A majority of the organizations surveyed in the global Fortinet 2023 OT Security Report experienced an intrusion in the last year, and the attack patterns continue to see malware, phishing and social engineering, and ransomware targeting both IT and OT. In the Nozomi Networks directed survey, 81% of IT leaders indicated their organisations are most lacking in programs associated with asset identification and inventory management, with 80% also lacking vulnerability mapping and threat hunting, and 75% lacking situational awareness and data analytics capabilities. These parallel trends indicate that security practitioners may not be set up to successfully identify and remediate security events that lead to catastrophic incidents. In order to reduce the severity of potential impacts from cyberattacks, it is essential to understand what assets you own and operate, their operational and communications status, and potential vulnerabilities. It is impractical to protect what you ignore, and increasingly difficult to perform root cause analysis and review even benign events and activities without visibility into asset and network traffic.
How Does Greater Visibility Help Defend Critical Networks?
Finally, according to data from McKinsey and Company, “approximately 96 percent of business leaders indicate the need to invest in OT cybersecurity, and approximately 70 percent of those who have invested in it are facing implementation challenges.” The key to effective network monitoring and risk management lies in using information to inform an accurate risk view.

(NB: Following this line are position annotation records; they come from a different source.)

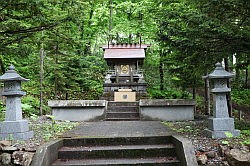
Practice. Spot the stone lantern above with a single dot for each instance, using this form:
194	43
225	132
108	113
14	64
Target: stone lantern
220	124
14	126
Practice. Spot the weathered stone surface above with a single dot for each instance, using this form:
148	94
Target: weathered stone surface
9	149
22	158
5	158
4	143
237	157
221	124
211	154
76	103
164	102
202	159
14	126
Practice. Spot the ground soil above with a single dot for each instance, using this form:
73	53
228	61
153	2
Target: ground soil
193	130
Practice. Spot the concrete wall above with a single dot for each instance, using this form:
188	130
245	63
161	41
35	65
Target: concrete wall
167	110
77	110
47	153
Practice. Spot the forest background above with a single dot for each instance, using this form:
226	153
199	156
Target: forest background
56	44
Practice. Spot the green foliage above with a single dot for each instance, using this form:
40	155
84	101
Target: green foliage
241	96
30	106
2	111
169	94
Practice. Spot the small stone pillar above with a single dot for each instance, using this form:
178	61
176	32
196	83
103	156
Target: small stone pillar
14	126
220	123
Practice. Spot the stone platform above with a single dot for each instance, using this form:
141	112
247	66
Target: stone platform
119	129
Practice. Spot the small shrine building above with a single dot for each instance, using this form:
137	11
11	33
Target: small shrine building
124	80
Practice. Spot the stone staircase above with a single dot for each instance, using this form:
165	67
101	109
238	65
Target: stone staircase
154	150
122	111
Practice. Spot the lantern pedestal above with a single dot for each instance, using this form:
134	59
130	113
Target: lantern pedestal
220	125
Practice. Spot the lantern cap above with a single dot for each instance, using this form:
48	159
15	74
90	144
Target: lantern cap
12	75
220	72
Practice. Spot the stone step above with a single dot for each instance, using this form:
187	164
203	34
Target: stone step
114	103
122	119
120	151
160	161
160	140
123	115
123	109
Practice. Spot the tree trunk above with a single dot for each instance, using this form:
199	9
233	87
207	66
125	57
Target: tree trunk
2	66
229	100
246	78
161	71
41	79
207	98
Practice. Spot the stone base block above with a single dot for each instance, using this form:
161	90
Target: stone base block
20	126
221	134
221	124
17	136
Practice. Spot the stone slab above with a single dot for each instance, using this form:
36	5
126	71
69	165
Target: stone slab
217	124
221	134
78	114
173	113
7	127
17	136
119	129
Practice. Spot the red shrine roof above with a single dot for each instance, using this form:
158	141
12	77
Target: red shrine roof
122	51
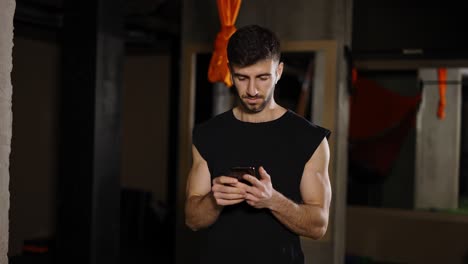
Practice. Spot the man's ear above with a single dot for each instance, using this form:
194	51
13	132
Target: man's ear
279	70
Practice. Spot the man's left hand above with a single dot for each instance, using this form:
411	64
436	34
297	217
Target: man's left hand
260	193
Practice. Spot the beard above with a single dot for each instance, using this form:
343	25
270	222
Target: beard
257	108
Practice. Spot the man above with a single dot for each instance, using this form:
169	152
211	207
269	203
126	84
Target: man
257	220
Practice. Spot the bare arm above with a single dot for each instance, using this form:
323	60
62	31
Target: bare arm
310	218
204	202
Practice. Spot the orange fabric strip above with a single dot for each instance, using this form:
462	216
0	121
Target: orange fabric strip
218	70
442	76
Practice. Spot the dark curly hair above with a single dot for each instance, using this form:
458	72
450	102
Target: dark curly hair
250	44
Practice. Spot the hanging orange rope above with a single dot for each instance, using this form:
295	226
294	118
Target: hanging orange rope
442	76
218	70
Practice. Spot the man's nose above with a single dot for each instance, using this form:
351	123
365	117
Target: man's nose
251	89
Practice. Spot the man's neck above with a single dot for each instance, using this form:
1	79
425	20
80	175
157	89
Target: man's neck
269	113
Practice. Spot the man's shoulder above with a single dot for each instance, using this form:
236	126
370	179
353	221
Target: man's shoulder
299	122
215	122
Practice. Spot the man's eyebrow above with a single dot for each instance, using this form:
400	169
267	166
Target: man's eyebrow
256	76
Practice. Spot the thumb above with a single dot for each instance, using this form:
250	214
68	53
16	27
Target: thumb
263	173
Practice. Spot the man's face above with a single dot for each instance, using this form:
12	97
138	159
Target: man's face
255	84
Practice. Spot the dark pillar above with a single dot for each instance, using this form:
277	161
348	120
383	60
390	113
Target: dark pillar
89	175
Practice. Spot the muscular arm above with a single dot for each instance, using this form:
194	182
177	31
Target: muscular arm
201	209
310	218
204	202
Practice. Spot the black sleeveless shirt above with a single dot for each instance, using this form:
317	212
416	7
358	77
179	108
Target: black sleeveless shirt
243	234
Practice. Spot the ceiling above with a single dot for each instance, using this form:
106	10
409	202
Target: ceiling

Armed with information, an organisation can identify risks and threats active in their environment. “Taking a dual approach (consisting of both top-down and bottom-up elements) to assess OT cybersecurity allows organizations to identify critical risks to OT environments and operations quickly. This is a key starting point for industrial organizations in their journeys to ensure protection against the cyberattacks that present a risk to their operations.”
Based on comprehensive AI behaviour-based analytics and signature-based detection engines, the Nozomi platform reliably detects security incidents, policy breaches and process anomalies that could affect the delivery of essential products, resources, and services. If network activity is not monitored in real time, the status of assets is largely unknown, and whether or not they have vulnerabilities, these assets cannot be protected without the necessary visibility into their day-to-day functionality.